Na segunda-feira (18/12), o deputado também acrescentou ao substitutivo a possibilidade de incluir os itinerários formativos nos processos seletivos do Ensino Superior.

Para Daniel, a diminuição da formação geral e a mudança nos processos seletivos, somadas, agravam as desigualdades entre escolas públicas e privadas. “A forma como as escolas privadas implementaram os itinerários formativos ampliou a formação dos estudantes, que estão mais preparados para realizar o Enem e vestibulares das universidades”.

O caráter de urgência de votação do projeto que vai alterar a LDB e cujas medidas não passarão a valer no ano que vem, o que garantiria tempo para ouvir mais professores e estudantes, se soma ao contexto. 

“O notório saber é a precarização docente e dar para a escola pública qualquer profissional para lecionar 900 horas, um total desperdício de tempo”, diz Daniel Cara.

“Essa urgência e a diminuição do tempo [em relação à proposta do MEC de outubro] tem muito a ver com o setor empresarial, as fundações e suas redes, interessadas na manutenção da política como está. Eles fizeram assessorias para as redes estaduais de ensino para elaborar o currículo do NEM, já fizeram formação de professores, materiais pedagógicos, e outros investimentos. Mas nada disso pode se sobrepor aos amplos prejuízos aos estudantes e professores que o NEM vem causando”, reforça Monica.

Além disso, Daniel aponta um desejo do Conselho Nacional de Secretários de Educação (Consed) de evitar realizar concursos públicos, já que hoje os itinerários formativos podem ser realizados por quem detém notório saber, como profissionais do mercado de trabalho, não apenas professores formados e licenciados. 

“O notório saber é a precarização docente e dar para a escola pública qualquer profissional para lecionar 900 horas, um total desperdício de tempo”, diz Daniel, que vê na movimentação toda uma tentativa de financeirização do Tesouro dos Estados e do governo federal, isto é, uma forma de não investir em Educação e levantar recursos que não venham de atividades diretamente produtivas, como a indústria, o comércio e a agricultura.

Mobilização e próximos passos

O PL 5230/23, de Mendonça Filho, deve ser votado ainda nesta semana, a última de atividades legislativas de 2023. Para reivindicar que não se aprove o substitutivo do Mendonça Filho, entidades como a Confederação Nacional dos Trabalhadores em Educação (CNTE) e a União Brasileira dos Estudantes Secundaristas (Ubes) se articulam para ampliar a pressão sobre os deputados nesta terça-feira (19), em um protesto conjunto marcado para ocorrer na porta da Câmara. “A expectativa é que não haja votação e estamos trabalhando para sustar a urgência”, explica Daniel. 

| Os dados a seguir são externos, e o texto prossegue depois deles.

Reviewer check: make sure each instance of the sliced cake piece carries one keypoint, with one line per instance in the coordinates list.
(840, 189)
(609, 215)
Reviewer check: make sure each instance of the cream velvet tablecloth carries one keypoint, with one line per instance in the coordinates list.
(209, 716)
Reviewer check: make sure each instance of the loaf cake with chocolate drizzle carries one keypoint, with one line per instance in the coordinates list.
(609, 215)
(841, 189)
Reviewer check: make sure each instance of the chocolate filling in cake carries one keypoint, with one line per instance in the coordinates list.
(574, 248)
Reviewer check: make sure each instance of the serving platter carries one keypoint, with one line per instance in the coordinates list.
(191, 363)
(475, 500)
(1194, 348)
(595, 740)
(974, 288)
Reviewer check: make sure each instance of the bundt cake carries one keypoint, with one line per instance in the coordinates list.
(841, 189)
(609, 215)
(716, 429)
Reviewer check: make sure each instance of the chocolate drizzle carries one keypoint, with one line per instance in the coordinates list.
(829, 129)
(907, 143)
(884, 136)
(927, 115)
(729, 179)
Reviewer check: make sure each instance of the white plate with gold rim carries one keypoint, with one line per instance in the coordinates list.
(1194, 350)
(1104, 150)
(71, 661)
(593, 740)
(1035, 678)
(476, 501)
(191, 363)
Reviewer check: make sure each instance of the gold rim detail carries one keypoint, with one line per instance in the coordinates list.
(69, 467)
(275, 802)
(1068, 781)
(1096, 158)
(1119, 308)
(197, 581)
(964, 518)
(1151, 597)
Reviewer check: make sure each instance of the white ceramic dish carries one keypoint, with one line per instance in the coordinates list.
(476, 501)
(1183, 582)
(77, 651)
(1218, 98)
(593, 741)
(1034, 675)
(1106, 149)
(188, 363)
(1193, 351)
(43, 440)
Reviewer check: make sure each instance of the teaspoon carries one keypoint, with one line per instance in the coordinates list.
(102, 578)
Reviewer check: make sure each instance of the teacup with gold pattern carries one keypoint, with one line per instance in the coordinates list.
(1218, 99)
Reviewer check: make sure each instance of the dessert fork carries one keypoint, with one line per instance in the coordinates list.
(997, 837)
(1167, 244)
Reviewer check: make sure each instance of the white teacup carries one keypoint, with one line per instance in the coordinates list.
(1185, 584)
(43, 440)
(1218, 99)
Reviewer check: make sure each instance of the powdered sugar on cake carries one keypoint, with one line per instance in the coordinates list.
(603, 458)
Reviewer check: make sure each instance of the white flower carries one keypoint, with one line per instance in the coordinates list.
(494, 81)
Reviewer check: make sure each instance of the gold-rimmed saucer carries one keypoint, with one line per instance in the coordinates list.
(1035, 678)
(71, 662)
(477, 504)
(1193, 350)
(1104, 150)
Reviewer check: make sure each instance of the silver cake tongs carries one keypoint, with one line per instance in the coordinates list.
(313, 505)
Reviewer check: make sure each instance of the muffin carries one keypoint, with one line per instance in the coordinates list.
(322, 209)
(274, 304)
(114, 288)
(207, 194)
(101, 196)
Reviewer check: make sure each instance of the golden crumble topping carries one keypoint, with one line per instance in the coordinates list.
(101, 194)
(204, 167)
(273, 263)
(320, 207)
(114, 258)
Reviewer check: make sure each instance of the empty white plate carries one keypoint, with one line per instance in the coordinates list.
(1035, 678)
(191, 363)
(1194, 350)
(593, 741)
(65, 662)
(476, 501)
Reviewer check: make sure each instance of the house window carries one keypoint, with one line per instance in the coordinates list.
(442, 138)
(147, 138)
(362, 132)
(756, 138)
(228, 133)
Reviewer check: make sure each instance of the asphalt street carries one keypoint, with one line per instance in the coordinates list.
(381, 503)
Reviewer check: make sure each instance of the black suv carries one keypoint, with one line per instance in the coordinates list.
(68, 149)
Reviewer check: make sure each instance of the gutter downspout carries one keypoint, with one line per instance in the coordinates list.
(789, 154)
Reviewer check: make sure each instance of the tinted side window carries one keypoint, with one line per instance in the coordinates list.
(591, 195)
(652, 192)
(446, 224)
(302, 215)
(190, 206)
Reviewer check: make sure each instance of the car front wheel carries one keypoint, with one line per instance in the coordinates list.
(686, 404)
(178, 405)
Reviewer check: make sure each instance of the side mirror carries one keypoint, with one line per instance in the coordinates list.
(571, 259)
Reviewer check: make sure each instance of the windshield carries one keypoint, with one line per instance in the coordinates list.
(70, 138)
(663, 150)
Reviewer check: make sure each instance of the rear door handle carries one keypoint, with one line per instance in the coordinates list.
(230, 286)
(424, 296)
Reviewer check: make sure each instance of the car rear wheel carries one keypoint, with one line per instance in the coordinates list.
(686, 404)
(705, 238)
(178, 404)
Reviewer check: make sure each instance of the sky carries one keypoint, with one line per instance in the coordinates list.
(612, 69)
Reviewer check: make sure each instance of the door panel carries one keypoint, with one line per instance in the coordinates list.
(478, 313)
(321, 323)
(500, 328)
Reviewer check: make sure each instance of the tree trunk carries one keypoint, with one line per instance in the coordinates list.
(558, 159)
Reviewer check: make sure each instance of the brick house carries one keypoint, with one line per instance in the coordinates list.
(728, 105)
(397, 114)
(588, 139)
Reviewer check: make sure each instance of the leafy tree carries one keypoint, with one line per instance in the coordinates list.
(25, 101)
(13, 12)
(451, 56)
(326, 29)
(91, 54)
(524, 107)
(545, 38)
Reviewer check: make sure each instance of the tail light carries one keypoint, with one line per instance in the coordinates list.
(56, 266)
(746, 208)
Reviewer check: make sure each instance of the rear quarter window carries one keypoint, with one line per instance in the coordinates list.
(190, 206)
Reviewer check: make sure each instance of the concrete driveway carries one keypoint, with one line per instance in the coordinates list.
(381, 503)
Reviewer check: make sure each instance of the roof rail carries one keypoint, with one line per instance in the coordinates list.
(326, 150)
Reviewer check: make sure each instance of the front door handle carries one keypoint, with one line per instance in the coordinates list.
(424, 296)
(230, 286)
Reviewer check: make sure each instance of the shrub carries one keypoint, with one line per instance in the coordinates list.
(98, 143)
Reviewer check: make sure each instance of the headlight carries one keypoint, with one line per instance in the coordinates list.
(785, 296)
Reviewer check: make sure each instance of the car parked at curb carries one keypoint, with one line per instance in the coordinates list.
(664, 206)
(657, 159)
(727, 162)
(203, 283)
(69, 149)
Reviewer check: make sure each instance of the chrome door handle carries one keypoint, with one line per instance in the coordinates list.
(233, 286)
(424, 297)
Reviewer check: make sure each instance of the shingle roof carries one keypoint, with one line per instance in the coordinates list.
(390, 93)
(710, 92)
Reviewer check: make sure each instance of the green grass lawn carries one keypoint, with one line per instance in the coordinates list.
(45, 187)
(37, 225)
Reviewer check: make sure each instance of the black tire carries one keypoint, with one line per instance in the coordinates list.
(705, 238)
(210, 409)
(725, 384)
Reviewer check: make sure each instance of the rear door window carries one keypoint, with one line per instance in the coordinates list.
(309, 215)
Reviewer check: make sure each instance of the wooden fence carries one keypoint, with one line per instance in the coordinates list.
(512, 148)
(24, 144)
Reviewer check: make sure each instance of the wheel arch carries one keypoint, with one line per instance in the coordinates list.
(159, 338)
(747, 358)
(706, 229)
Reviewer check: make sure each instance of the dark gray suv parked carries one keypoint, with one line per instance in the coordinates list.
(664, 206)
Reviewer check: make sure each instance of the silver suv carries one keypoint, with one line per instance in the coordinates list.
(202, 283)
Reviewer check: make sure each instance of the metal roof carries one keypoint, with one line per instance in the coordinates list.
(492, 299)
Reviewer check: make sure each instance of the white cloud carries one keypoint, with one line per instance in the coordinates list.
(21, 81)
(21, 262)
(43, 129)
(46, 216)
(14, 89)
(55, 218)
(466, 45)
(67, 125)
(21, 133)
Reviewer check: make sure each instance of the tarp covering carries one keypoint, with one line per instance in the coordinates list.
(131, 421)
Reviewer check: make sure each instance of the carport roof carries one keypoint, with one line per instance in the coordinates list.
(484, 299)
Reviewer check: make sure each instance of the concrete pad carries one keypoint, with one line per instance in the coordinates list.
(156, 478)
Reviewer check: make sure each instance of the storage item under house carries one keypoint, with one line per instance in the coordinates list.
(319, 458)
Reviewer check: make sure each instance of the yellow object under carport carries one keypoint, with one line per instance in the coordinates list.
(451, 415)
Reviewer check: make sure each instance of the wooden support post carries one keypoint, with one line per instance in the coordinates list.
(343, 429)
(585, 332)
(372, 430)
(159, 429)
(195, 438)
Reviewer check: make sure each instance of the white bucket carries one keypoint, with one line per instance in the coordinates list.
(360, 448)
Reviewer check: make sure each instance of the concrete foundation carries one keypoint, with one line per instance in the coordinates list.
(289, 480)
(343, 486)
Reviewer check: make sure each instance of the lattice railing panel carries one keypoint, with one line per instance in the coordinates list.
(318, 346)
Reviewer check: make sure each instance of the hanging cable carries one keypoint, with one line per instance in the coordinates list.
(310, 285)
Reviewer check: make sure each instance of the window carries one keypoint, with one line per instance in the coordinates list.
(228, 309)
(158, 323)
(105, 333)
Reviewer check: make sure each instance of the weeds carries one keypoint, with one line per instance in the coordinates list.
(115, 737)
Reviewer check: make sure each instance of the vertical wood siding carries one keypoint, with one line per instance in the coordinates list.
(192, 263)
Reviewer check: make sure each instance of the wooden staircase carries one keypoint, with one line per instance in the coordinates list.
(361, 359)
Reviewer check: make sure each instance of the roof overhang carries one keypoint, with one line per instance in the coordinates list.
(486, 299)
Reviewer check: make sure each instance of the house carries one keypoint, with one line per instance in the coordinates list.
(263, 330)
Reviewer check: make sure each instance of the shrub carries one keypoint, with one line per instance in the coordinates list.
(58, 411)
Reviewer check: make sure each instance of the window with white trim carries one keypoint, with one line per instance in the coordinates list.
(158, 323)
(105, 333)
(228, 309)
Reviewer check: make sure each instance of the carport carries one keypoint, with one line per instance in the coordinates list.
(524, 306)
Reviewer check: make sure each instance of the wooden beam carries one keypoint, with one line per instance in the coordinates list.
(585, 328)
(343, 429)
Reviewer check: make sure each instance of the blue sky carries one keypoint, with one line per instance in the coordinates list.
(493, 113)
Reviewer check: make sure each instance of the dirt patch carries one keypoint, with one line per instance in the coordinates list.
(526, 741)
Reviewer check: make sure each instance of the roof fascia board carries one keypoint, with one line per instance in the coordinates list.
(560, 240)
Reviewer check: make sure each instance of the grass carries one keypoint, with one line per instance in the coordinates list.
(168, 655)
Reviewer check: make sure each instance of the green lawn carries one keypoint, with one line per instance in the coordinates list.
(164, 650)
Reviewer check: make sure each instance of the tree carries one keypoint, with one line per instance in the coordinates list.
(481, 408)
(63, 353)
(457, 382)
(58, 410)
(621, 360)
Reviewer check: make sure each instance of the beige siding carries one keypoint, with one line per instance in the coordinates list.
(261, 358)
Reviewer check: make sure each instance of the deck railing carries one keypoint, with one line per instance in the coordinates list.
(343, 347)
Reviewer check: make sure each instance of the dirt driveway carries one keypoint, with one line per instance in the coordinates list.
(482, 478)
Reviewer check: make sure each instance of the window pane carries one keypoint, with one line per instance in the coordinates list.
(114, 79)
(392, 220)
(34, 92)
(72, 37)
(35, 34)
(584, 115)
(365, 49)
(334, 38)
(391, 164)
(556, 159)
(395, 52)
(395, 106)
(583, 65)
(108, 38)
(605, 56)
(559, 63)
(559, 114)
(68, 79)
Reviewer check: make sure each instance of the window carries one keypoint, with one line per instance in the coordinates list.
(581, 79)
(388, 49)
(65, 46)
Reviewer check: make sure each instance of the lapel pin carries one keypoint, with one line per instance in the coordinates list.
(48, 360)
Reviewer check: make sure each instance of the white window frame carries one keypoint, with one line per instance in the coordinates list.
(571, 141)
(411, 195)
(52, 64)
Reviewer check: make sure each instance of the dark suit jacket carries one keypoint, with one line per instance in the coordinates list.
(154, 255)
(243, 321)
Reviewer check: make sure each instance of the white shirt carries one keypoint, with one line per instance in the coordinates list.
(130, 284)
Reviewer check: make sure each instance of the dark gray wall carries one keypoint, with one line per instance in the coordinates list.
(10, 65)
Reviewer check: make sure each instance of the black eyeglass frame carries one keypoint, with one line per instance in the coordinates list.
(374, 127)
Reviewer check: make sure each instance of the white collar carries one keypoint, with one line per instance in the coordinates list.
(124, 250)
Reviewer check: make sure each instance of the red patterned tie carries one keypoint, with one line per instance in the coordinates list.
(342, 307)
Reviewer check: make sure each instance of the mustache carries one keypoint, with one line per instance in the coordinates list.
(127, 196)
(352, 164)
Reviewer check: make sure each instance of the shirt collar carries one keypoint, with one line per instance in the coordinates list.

Ainda que seja aprovada na Câmara e, depois, pelo Senado, Helena afirma que o processo não se encerra e o debate e a mobilização tendem a crescer: “As organizações, professores e estudantes não vão se sentir satisfeitos e não vão se silenciar. Além disso, a lei não é definidora de tudo e pode ser mais uma lei engavetada”.

“Os estudantes não reivindicam maior padronização e rigidez e precisamos ouvi-los”, defende Helena Singer.

Nesse processo, a especialista vê a esperança de retomar, no ano que vem, a construção de um Ensino Médio que faça sentido para as pessoas que estão no chão da escola e que pode conter elementos centrais do Novo Ensino Médio, como a flexibilização e diversificação curricular e autonomia das unidades. 

“Não precisamos jogar fora anos de debate, desde o início do século, porque o Novo Ensino Médio foi como foi. Os estudantes não reivindicam maior padronização e rigidez e precisamos ouvi-los”, defende.